A Administração informou que não há previsão de reajuste da verba destinada à rubrica de atenção à saúde e, para 2020, o orçamento deve ser corrigido de acordo com os parâmetros da Emenda Constitucional 95 (que leva em consideração apenas a inflação anual, estimada em 3%) e não estão descartados contingenciamentos no custeio. Por isso, Tarcisio Ferreira voltou a insistir no avanço do debate sobre a autogestão, orientação do Conselho Nacional de Justiça que vem se expandindo em todo o país. O TRT-6 (Pernambuco) acaba de adotar o modelo após um ano de funcionamento de um grupo de trabalho sobre o assunto.

“Sabemos das complexidades da mudança e que, exatamente por elas, esse é um projeto que só avança se administração abraçar, mas se não começarmos a estudar o momento possível para implantação de um modelo que em todo o Judiciário Federal onde foi instituído tem sido positivo, nunca vamos superar as dificuldades e ficaremos sempre na mão do mercado dos planos. Isso já está se mostrando inviável. Daqui a um ano e meio vence o atual contrato com a NotreDame, um contrato amarrado em que eles ganham sempre. Esse é um bom prazo para o Tribunal estudar as necessidades para viabilizar a autogestão em São Paulo”, frisou Tarcisio.

O diretor do Sindicato lembrou que antes do seminário realizado no ano passado em iniciativa conjunta entre o Tribunal, o Sintrajud e a Amatra-2 houve uma série de diálogos institucionais.

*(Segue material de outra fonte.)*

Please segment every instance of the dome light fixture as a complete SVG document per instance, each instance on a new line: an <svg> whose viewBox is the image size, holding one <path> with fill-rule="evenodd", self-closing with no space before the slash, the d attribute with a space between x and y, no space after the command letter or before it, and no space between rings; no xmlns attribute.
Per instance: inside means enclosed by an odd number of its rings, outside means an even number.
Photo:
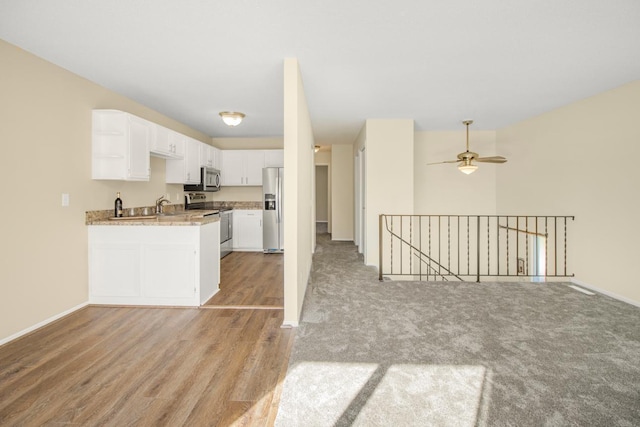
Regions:
<svg viewBox="0 0 640 427"><path fill-rule="evenodd" d="M478 166L471 163L471 159L464 159L462 163L458 165L458 170L464 174L472 174L478 169Z"/></svg>
<svg viewBox="0 0 640 427"><path fill-rule="evenodd" d="M227 126L238 126L244 119L244 114L237 111L222 111L220 117Z"/></svg>

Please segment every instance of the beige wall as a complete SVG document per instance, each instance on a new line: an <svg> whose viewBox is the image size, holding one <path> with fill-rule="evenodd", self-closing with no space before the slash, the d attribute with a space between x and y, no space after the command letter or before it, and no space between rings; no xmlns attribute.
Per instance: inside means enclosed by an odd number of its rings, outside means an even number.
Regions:
<svg viewBox="0 0 640 427"><path fill-rule="evenodd" d="M113 108L184 133L210 138L130 99L0 40L0 342L87 302L84 213L149 206L161 194L162 159L151 159L150 182L91 179L91 110ZM62 193L70 206L61 207Z"/></svg>
<svg viewBox="0 0 640 427"><path fill-rule="evenodd" d="M366 257L378 265L380 214L413 213L413 120L367 120Z"/></svg>
<svg viewBox="0 0 640 427"><path fill-rule="evenodd" d="M315 144L295 58L284 61L284 117L284 323L297 325L311 270Z"/></svg>
<svg viewBox="0 0 640 427"><path fill-rule="evenodd" d="M206 193L207 201L259 202L262 200L262 187L228 187L220 191Z"/></svg>
<svg viewBox="0 0 640 427"><path fill-rule="evenodd" d="M500 213L575 215L569 270L640 304L640 81L497 132Z"/></svg>
<svg viewBox="0 0 640 427"><path fill-rule="evenodd" d="M416 132L414 146L415 213L421 215L493 215L496 213L496 168L503 165L479 164L465 175L457 164L427 163L454 160L465 150L465 130ZM495 131L469 132L470 150L481 156L496 154Z"/></svg>
<svg viewBox="0 0 640 427"><path fill-rule="evenodd" d="M354 239L353 147L331 147L331 238Z"/></svg>

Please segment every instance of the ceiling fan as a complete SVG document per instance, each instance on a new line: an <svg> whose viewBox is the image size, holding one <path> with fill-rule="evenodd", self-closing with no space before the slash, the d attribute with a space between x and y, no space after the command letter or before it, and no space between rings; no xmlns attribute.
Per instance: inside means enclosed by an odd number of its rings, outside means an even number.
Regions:
<svg viewBox="0 0 640 427"><path fill-rule="evenodd" d="M479 157L478 153L474 153L469 151L469 125L473 123L473 120L465 120L462 122L463 125L467 127L467 151L464 153L458 154L457 160L447 160L444 162L435 162L435 163L427 163L427 165L439 165L442 163L460 163L458 165L458 169L462 173L466 173L469 175L478 169L478 166L474 164L474 162L480 163L504 163L507 161L502 156L491 156L491 157Z"/></svg>

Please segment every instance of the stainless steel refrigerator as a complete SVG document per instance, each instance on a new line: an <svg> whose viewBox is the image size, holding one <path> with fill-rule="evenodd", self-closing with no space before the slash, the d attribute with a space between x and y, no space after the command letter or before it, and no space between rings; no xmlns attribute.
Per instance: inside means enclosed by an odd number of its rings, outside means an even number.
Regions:
<svg viewBox="0 0 640 427"><path fill-rule="evenodd" d="M284 169L262 169L262 245L265 253L284 251Z"/></svg>

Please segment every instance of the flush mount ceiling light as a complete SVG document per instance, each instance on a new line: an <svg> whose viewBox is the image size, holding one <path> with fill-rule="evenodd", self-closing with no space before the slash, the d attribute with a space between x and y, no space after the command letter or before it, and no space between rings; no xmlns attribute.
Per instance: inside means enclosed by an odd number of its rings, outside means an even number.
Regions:
<svg viewBox="0 0 640 427"><path fill-rule="evenodd" d="M507 161L502 156L491 156L491 157L479 157L478 153L474 153L469 151L469 125L473 123L473 120L465 120L462 122L463 125L467 127L467 151L458 154L458 158L456 160L448 160L446 162L436 162L436 163L427 163L427 165L437 165L441 163L459 163L458 170L464 174L471 174L478 169L478 166L474 162L481 163L504 163Z"/></svg>
<svg viewBox="0 0 640 427"><path fill-rule="evenodd" d="M244 114L236 111L223 111L220 113L220 117L227 126L238 126L244 119Z"/></svg>

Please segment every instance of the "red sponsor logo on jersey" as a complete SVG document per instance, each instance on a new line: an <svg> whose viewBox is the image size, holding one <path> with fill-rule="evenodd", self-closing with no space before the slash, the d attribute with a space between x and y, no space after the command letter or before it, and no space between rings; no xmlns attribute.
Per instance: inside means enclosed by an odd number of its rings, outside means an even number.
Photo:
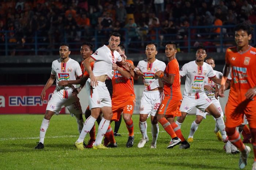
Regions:
<svg viewBox="0 0 256 170"><path fill-rule="evenodd" d="M249 65L250 63L250 60L251 60L251 58L248 57L244 57L244 64L245 65Z"/></svg>

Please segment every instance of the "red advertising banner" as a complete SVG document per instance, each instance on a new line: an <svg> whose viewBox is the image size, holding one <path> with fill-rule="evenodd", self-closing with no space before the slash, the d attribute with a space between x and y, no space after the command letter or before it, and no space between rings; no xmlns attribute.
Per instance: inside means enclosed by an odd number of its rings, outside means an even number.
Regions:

O Sintrajud já apresentou o estudo do TRT-5 sobre o assunto, cujo sucesso foi apresentado pelo representante daquele Regional no seminário, com redução de cerca de 30% dos custos de administração.

Após o debate, ocorrido já sem a presença das prepostas da NotreDame, Tarcisio resgatou o requerimento que foi protocolado em conjunto pelo Sintrajud e a Amatra sobre a instalação de uma comissão de estudos sobre a adoção do modelo de autogestão em saúde, encaminhado pela presidente para a Comissão Gestora dos Planos de Assistência Médica e Odontológica do Tribunal. O desembargador José Ruffolo, membro da Comissão, se dispôs a retomar o diálogo com as entidades sobre o assunto. Na reunião com a presidente do TRT-2 na ultima terça-feira, 18 de junho, a Administração havia destacado as dificuldades da implantação da autogestão sem tocar no fato de que já estava em negociação o reajuste do contrato com a NotreDame nos patamares definidos.

“Sabemos que não é uma solução mágica, por isso estamos propondo dar início aos estudos. Os fatores dificultadores que temos na carteira do Tribunal existem também na negociação com os planos e resultam sempre em aumentos maiores do custo para nós trabalhadores”, destacou. “Além disso, em que pese o cenário difícil, é preciso que o TRT busque mais recursos junto aos Tribunais Superiores e enfrente a Emenda 95, que tem mostrado seus efeitos nefastos sobre as condições de trabalho dos servidores públicos”, finalizou Tarcisio.

Formalização dos debates

O Sintrajud voltará a apresentar junto ao Tribunal os estudos sobre a autogestão disponíveis e apresentados no seminário realizado no ano passado. Também vai formalizar nesta quinta-feira o pedido de acesso a todos os documentos apresentados pela NotreDame à administração para embasar o percentual de reajuste no plano. E o Sindicato vai reiterar ainda a necessidade instalação do grupo de trabalho sobre a autogestão com participação do Sintrajud e estudo sobre o modelo nos tribunais que já o adotam. O TST e os TRTs 10 (Brasília e Tocantins), 5 (Bahia), 8 (Pará e Amapá), 6 (Pernambuco), entre outros órgãos no país, já adotaram a autogestão.